Летнее утро, летняя ночь (сборник), стр. 29

Возвращалась она в сумерках; Эгги-Лу высунулась из окна и ехидно прошелестела:

– Мне совсем плохо!

Кларисса досадливо топнула ногой.

* * *

Утром на одеяло села муха. Она ползала туда-обратно, пока Эгги-Лу ее не прибила. Муха, подергавшись, замерла. И больше не издала ни звука. Не жужжала, не двигалась.

Когда отец принес на подносе завтрак, Эгги-Лу показала на муху и задала свой вопрос.

Отец кивнул:

– Да, она умерла.

Похоже, он не придал этому ни малейшего значения: мысли его были заняты чем-то другим. А муха – она и есть муха.

В одиночестве разделавшись с завтраком, Эгги-Лу тронула муху пальцем, но та не шелохнулась.

– Ты мертвая, – объявила ей Эгги-Лу. – Ты мертвая.

Битый час она не сводила взгляда с этой мухи – и пришла к определенному выводу:

– Да она ничего не делает. Валяется тут – и все.

– Глупость какая, – сказала Эгги-Лу еще через сорок минут. – Что в этом интересного?

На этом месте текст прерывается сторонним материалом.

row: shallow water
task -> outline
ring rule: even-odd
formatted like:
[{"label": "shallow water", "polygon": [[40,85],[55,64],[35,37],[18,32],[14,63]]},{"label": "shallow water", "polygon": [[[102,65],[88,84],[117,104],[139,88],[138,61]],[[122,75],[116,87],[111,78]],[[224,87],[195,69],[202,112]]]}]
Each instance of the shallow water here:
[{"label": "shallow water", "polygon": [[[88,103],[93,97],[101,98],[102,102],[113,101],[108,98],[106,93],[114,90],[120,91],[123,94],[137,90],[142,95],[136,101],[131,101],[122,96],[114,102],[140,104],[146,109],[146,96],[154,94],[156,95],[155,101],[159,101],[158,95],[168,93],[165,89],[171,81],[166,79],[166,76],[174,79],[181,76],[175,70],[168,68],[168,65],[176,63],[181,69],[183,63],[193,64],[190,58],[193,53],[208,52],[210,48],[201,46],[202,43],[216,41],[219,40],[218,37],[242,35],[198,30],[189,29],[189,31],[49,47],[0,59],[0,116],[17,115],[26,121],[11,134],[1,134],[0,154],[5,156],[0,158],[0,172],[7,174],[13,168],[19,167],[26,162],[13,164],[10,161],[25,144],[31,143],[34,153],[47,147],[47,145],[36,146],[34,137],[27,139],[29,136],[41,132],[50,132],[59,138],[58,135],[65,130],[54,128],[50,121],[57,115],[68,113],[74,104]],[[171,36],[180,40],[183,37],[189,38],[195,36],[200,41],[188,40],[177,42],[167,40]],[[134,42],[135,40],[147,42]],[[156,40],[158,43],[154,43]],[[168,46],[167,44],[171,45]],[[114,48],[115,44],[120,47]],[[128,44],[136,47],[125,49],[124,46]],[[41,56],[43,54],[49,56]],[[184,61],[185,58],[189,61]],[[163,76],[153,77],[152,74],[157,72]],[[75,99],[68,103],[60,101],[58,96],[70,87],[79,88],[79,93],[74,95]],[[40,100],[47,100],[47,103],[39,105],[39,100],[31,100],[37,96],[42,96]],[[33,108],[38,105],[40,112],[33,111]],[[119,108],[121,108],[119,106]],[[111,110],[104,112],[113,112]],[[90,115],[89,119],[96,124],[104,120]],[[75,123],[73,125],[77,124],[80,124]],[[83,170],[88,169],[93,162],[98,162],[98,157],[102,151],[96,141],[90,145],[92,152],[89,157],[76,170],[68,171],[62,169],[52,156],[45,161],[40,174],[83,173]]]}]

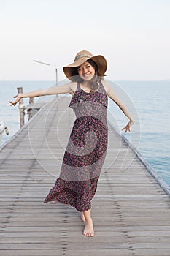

Посмотрев в окно, откуда виднелся дом Клариссы, она откинулась на подушку, закрыла глаза, и вскоре ее губы тронула довольная улыбка.

* * *

Как случилось, что через три дня с Клариссой стряслась беда, – никто не понял. Несчастный случай произошел в среду. Спустя трое суток после того, как Эгги-Лу из окна сообщила Клариссе о своей неминуемой смерти, Кларисса с другими девочками выбежала на улицу играть в софтбол – туда, где уже играли мальчишки.

Они делали длинные броски – из-за этого все и случилось.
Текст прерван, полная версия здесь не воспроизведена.